Politiker können versagen, Staaten ebenfalls: Seit
rund 20 Jahren ergeht immer häufiger die Diagnose »Failed
state«, wenn in Zivilgesellschaften der Dritten
Welt staatliche Hoheitseinrichtungen und öffentliche
Institutionen nicht mehr funktionieren, wenn ein Zusammenbruch
der öffentlichen Ordnung oder ganz allgemein der Ausbruch
chaotischer Verhältnisse und eine Zunahme von privatisierter
Gewalt registriert werden muss.
Am Donnerstag, 25. Juni 2009, 19 Uhr, diskutieren dieses
Thema im Rahmen eines Osnabrücker Friedensgesprächs
in der Schloss-Aula der Universität der frühere deutsche
Botschafter bei den Vereinten Nationen, Dr. Gunter Pleuger,
die Direktorin des Europa-Büros der Menschenrechtsorganisation
Human Rights Watch, Lotte Leicht, und der Politikwissenschaftler
Dr.
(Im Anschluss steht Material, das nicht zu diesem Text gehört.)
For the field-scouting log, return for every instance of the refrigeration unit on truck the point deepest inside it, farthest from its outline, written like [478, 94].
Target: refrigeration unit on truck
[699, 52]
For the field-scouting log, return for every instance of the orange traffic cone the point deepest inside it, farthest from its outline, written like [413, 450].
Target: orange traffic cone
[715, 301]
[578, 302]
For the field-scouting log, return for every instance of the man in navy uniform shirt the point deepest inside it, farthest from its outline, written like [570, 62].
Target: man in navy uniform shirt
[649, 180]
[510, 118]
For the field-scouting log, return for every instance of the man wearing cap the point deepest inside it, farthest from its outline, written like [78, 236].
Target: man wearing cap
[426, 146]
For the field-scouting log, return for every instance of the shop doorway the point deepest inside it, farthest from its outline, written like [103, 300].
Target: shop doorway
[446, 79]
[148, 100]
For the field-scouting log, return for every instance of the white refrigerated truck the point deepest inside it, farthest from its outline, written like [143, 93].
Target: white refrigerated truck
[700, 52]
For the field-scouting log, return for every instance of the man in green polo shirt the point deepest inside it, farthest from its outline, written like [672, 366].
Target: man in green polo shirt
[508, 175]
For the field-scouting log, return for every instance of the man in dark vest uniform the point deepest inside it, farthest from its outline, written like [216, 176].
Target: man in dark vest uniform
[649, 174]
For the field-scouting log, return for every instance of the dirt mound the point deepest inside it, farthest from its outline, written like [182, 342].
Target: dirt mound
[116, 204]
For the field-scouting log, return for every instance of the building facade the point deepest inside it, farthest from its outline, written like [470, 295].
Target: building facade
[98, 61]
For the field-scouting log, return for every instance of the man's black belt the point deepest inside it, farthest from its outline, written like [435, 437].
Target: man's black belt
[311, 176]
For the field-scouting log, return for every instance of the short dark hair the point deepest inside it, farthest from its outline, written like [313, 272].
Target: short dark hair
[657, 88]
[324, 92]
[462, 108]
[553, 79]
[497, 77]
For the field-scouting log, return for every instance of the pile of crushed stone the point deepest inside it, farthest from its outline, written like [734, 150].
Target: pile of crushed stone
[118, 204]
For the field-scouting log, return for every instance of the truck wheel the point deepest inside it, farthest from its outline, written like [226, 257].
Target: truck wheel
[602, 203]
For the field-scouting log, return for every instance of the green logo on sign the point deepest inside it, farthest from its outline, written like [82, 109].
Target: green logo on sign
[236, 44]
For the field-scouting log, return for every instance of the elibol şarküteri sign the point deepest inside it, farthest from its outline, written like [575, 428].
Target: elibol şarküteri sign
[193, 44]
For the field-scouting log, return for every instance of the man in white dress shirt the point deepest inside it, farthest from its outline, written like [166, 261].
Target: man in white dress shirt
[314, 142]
Ulrich Schneckener.
Spektakuläre Raubzüge und Schiffsentführungen führten
in jüngster Zeit die Bedrohung des internationalen Friedens
durch Piraterie vor den Küsten Ostafrikas, aber auch
in südostasiatischen Gewässern vor Augen. Weniger wahrgenommen
wird das Schicksal von Flüchtlingen und Vertrieben,
die unter Gewaltexzessen von Seiten krimineller Banden
und militärisch-politischer Verbände leiden. Diese besetzen
oft ein Machtvakuum, wenn Regierungsorgane das Gewaltmonopol
über Territorium und Bewohner ihres Landes nicht mehr
ausüben können, weil sie nicht mehr über die geeigneten
Machtmittel verfügen oder weil konkurrierende Kräfte
dies verhindern. Dann sind meist die Aufrechterhaltung
öffentlicher Sicherheit und die Gewährung von Wohlfahrt
im weitesten Sinne nicht mehr möglich. Die internationale
Gemeinschaft sieht sich in diesen Fällen immer öfter
herausgefordert: Die Gewährleistung der Sicherheit der
Handels- und Verkehrswege liegt im Interesse aller Marktteilnehmer
der Weltwirtschaft. Und die Geltung der Menschenrechte
bzw. ihre Wiederherstellung sind humanitäre und politische
Erfordernisse ebenso wie die dringend benötigte Hilfe
bei Naturkatastrophen oder die Unterstützung in politischen
Prozessen des »nation-building«. Damit aber
werden zugleich völkerrechtliche und politische Fragen
aufgeworfen, etwa nach der Objektivität der Lagebeurteilung,
nach den Interessen der Akteure, nach der Legitimität
des Mitteleinsatzes und der Effektivität der Maßnahmen.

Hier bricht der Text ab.